Salt deals with the cobbler.
The inlet has a skin of quicksilver.
Mullet.
NAILS’ NETS
In the hour before dawn at Irwin’s Inlet, the black swans lead their young across the water. There are not enough words to name the shades of silver here. The swan voices drift across the silky inlet. If I were here long enough, I would learn the language of the inlet: the birds mapping the fishing grounds with their calls; the reeds and the tiger snakes and the silt and the mullet all speaking to each other.

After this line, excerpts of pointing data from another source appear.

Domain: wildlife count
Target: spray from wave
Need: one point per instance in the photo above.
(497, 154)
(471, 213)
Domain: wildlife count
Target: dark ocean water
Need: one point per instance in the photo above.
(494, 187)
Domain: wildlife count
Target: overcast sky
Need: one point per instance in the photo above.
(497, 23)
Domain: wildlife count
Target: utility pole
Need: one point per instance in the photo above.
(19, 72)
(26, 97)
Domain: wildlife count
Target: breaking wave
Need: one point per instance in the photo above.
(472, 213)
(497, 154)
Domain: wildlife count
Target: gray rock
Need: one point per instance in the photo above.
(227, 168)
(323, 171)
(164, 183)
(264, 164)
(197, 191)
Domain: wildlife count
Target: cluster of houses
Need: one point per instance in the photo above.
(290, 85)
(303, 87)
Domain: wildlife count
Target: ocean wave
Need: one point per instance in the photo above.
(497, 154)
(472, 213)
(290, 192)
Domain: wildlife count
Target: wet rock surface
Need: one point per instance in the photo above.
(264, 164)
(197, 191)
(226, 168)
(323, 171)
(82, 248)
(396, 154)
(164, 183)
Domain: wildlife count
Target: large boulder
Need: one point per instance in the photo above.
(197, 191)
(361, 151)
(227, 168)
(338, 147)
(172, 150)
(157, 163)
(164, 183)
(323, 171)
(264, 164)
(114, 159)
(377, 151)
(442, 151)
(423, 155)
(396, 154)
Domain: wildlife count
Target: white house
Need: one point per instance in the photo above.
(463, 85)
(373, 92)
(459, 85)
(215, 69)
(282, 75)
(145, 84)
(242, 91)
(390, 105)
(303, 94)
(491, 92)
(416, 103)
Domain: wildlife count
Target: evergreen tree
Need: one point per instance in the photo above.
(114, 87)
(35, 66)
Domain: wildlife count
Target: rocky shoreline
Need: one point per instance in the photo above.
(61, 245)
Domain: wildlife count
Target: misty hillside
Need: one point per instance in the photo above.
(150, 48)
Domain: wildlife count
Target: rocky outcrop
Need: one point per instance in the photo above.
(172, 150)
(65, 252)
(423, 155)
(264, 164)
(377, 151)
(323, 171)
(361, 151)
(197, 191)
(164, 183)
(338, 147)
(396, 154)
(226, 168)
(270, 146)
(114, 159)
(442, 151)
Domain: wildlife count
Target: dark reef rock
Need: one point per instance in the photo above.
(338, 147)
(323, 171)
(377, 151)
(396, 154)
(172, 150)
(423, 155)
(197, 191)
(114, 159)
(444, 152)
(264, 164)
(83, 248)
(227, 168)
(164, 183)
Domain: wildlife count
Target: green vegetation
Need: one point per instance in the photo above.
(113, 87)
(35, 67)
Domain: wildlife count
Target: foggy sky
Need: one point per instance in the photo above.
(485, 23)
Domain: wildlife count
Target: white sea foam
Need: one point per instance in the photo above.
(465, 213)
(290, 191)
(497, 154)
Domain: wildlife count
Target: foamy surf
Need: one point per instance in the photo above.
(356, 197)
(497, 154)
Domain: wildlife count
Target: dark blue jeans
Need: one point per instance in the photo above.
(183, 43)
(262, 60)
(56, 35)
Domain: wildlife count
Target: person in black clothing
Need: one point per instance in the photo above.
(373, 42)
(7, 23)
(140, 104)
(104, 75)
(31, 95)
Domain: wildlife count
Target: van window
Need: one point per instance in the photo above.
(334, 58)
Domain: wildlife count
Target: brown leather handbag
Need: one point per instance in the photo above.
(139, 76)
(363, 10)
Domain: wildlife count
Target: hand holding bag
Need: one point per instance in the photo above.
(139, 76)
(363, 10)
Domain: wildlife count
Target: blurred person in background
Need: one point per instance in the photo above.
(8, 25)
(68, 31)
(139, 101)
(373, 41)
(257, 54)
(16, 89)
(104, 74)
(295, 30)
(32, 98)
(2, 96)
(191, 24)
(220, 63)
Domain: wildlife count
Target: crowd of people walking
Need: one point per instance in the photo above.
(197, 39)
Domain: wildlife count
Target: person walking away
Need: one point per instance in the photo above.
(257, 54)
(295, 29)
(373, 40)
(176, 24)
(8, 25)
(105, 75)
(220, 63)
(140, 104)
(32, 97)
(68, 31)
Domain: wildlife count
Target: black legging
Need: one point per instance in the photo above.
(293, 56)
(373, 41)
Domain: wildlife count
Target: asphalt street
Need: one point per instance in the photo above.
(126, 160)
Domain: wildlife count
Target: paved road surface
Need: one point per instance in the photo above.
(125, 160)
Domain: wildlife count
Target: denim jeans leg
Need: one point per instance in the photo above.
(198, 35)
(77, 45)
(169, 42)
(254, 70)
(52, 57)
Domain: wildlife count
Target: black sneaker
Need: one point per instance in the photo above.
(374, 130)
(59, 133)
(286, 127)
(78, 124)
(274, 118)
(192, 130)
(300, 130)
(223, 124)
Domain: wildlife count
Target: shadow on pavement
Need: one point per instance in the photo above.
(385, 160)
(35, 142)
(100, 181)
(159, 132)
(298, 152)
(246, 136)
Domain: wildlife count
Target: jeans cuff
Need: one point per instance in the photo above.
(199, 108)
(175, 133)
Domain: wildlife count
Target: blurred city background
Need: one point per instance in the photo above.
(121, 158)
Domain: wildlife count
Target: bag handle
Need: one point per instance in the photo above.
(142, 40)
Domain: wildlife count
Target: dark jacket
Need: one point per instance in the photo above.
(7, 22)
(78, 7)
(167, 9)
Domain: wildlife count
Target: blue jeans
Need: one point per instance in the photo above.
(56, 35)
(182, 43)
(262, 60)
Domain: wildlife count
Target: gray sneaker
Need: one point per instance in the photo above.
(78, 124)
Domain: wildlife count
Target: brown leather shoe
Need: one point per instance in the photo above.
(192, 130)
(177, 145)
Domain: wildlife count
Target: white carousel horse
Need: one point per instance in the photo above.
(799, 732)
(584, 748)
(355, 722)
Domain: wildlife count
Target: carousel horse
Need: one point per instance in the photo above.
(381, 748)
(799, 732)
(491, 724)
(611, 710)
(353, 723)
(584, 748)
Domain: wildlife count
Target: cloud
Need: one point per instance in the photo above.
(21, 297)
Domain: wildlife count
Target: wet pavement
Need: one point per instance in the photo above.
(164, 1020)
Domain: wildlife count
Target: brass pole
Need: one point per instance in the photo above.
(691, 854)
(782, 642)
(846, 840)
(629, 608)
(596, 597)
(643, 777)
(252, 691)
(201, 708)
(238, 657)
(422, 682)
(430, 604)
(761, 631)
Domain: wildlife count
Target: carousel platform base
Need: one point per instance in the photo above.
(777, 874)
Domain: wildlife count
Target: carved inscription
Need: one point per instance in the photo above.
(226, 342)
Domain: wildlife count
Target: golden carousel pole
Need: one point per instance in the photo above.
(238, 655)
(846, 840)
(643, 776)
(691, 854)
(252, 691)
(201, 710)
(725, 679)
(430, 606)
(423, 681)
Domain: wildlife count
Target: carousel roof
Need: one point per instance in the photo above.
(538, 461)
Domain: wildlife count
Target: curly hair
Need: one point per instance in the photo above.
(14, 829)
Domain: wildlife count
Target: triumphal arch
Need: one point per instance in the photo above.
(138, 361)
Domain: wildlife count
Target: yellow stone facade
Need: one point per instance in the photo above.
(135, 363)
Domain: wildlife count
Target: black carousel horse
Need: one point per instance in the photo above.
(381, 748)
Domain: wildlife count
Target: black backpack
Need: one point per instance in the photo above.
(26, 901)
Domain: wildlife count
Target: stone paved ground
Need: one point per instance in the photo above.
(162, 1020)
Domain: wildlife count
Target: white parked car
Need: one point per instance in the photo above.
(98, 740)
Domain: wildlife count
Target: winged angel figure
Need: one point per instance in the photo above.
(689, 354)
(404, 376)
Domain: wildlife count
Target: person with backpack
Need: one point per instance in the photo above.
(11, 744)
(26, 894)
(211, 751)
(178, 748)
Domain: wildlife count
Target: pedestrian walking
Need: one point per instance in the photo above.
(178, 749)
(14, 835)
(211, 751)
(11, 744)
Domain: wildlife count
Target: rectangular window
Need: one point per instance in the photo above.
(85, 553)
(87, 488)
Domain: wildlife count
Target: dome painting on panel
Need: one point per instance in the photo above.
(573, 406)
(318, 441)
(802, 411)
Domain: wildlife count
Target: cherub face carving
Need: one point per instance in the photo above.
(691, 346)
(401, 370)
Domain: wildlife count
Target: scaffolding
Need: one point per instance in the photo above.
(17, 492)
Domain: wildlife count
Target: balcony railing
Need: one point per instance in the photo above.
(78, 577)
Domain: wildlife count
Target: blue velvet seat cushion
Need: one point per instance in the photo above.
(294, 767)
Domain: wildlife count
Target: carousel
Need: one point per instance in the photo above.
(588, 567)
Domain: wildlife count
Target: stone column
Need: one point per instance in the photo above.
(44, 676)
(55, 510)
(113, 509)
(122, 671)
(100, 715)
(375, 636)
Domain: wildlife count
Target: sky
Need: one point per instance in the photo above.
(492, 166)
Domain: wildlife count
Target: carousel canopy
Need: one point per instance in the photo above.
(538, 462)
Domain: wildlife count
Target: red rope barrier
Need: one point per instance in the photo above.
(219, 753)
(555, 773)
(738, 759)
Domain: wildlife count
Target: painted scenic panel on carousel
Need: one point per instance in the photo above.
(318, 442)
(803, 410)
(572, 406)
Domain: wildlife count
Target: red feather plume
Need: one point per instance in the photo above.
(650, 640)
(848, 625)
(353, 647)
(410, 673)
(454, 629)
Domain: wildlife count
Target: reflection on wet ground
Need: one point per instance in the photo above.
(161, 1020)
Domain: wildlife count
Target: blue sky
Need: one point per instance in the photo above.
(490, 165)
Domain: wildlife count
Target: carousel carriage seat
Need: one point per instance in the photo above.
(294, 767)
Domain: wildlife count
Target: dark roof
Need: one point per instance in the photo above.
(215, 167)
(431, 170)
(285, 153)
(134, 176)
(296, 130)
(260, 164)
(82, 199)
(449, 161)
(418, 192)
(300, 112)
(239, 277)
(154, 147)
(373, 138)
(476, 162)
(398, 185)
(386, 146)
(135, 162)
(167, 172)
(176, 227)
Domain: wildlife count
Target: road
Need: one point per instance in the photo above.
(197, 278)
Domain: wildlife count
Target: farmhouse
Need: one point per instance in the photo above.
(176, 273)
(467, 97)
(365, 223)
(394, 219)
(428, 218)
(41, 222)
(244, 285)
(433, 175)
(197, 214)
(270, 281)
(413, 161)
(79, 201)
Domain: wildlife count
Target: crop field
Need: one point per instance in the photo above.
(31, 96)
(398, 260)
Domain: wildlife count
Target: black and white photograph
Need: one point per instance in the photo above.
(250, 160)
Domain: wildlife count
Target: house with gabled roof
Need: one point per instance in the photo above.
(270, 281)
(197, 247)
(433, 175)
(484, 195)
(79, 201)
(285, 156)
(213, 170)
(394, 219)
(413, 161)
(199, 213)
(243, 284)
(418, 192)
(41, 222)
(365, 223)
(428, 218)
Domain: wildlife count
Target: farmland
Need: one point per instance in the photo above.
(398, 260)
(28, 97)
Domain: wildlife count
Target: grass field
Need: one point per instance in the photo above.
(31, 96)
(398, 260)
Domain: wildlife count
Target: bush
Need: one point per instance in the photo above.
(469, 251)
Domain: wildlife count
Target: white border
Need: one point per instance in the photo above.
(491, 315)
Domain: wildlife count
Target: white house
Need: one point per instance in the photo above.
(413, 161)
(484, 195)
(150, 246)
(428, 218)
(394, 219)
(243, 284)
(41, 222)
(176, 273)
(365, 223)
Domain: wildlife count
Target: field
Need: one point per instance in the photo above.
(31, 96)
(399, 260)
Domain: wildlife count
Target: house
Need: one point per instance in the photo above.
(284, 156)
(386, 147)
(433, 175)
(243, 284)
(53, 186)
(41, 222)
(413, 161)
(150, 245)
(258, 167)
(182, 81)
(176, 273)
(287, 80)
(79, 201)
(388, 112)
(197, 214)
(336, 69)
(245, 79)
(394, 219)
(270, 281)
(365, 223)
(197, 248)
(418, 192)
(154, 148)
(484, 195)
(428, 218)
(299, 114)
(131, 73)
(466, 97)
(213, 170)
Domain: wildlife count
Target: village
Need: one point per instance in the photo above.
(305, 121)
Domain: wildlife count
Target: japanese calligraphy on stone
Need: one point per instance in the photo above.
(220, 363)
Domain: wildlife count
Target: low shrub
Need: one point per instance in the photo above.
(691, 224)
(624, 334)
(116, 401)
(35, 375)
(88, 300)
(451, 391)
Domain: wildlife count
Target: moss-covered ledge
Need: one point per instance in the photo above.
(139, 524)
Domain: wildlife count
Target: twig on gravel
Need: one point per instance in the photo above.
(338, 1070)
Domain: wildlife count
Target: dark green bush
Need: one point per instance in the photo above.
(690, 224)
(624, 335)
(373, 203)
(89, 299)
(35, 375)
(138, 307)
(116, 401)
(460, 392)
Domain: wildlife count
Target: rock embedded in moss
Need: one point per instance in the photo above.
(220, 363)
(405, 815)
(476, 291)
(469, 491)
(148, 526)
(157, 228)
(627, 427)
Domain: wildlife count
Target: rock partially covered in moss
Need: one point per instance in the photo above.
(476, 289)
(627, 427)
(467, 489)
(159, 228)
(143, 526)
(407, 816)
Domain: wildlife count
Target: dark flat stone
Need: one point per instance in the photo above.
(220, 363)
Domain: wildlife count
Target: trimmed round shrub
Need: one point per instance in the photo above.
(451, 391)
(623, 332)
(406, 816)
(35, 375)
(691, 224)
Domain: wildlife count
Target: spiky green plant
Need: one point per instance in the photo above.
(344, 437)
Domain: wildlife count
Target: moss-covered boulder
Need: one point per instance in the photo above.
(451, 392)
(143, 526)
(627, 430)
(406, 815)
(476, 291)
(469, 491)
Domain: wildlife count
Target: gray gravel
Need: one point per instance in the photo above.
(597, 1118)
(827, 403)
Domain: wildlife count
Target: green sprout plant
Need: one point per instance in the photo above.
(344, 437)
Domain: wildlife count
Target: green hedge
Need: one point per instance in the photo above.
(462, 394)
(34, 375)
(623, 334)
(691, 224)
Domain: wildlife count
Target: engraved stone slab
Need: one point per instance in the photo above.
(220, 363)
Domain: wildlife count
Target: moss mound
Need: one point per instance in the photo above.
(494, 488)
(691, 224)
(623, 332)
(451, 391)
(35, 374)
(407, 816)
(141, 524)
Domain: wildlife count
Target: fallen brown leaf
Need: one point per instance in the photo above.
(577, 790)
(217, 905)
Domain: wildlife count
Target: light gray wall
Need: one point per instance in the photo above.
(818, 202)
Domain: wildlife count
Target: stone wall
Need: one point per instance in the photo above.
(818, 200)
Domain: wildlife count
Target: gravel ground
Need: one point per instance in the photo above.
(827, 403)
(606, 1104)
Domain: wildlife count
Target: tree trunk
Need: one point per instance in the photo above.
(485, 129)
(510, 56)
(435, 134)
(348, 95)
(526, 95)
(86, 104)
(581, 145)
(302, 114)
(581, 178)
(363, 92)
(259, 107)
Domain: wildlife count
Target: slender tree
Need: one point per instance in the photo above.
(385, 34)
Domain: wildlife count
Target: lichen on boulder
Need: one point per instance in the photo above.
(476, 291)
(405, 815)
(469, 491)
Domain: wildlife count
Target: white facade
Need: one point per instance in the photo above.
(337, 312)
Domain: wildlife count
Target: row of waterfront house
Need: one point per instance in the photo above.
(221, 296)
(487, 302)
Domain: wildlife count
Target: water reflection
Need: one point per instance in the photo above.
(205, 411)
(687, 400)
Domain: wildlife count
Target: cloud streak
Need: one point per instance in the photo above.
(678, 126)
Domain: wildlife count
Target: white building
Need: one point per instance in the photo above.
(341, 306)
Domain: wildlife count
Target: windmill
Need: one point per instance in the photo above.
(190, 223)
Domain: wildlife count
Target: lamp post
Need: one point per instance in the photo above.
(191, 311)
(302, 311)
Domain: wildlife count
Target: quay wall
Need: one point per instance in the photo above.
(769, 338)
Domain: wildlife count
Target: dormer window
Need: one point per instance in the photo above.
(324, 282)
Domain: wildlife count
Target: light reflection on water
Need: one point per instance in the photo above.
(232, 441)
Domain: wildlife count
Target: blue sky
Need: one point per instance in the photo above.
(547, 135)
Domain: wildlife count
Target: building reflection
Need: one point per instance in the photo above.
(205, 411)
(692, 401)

Jordie, Nails and Unruly had been setting there for weeks, while Salt and I fished Oyster Harbour, so we were the newbies. This evening they had started early by just a few minutes. There were nets everywhere. Salt looked longingly towards the northern end but decided not to risk it.
Jordie motored over to our boat. ‘Gidday Salt. Just thought I’d let you know where my gear is.’ He made various complicated squiggly gestures with his hands to explain the fine cartography of his nets over the huge body of water. His motor was still running. Salt is so deaf by now that he just looked at Jordie’s talking face and nodded regularly to show he understood.
‘Where did he say his gear was?’ Salt asked me, once Jordie had roared off, headed west and then folded into the forest, up the river to hide his boat overnight.
We set the nets with the easterly blowing the boat across the water and drifted near some tea-tree markers.
‘There’s a channel coming up.’
‘Yeah. Just stay off the bank. That’ll be where the Kent River comes out.’
I began to stress about setting the nets across the river mouth but Salt didn’t care. ‘Some bastard always runs into this net. That’s why it’s the Irwin’s net. Always in fuckin’ bits.’